- Born: 1937 Peja, Kingdom of Yugoslavia
- Died: 24 March 1999 (aged 61–62) Pristina, FR Yugoslavia
- Occupation: Lawyer

= Bajram Kelmendi =

Albanian lawyer and activist (1937–1999)

Bajram Kelmendi (1937 – 24 March 1999) was an ethnic Albanian lawyer and human rights activist in Kosovo, Yugoslavia.

== Life ==
He was born into an ethnic Albanian family near Peja, part of the Kingdom of Yugoslavia (now Kosovo). His surname is derived from an ancestor hailing from the Kelmend region in northwest Albania. At the age of eighteen (in 1955), he was sentenced to one year in prison for criticizing the forced immigration of Albanians to Turkey. Later he studied law.
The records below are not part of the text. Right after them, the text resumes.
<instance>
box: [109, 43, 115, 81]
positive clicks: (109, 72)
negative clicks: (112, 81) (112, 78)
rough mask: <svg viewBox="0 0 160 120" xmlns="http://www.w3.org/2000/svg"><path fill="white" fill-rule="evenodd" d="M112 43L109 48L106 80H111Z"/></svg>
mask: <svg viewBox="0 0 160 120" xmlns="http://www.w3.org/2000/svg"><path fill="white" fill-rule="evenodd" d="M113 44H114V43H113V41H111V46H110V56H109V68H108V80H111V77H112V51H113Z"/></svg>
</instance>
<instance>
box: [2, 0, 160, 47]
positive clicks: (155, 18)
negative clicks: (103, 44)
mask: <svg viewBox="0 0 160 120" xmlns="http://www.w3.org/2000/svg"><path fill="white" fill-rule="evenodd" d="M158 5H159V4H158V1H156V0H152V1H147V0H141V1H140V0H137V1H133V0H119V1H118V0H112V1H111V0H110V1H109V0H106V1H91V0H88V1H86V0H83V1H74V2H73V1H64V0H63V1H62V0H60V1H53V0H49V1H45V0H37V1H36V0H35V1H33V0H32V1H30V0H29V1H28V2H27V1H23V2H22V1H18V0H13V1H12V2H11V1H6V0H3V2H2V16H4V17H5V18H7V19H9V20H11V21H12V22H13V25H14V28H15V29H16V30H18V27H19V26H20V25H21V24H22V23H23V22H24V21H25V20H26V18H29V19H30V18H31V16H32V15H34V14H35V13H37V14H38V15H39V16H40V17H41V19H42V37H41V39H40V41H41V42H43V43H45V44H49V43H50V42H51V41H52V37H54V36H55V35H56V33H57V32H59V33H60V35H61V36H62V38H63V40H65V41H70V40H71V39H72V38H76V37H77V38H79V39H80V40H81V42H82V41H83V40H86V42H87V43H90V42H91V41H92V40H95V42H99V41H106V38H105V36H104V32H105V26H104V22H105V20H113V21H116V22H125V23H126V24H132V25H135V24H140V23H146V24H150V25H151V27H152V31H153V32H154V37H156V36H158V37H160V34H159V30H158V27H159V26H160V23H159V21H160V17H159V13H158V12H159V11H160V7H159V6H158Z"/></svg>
Kelmendi was among the founders of Council for Defense of Human Rights and Freedoms in Pristina and on 3 May 1998 filed charges at the International Criminal Tribunal for the Former Yugoslavia (ICTY) in The Hague against Slobodan Milošević for crimes committed in Kosovo. At the beginning for the bombing campaign of the North Atlantic Treaty Organization (NATO), on 24 March 1999, the Serbian police broke into his home and arrested him and his two sons, Kastriot and Kushtrim. When his wife Nekibe asked the policemen about their location, they responded by telling her "to ask NATO". The next day their bodies were found shot dead in a gas station near Pristina. An eyewitness of the murder reported that Kelmendi before his death was asked to kill one of his sons and vice versa. As the orders of the policemen were refused they killed Kastriot and Kushtrim and about thirty seconds later Bajram Kelmendi. Before his death Kelmendi had defended many political prisoners as well as an Albanian-language newspaper closed by the Serbian police.

After the war, Nekibe Kelmendi (1944–2011) was elected a deputy of the Democratic League of Kosovo and served as Minister of Justice of Kosovo from 2008 to 2010.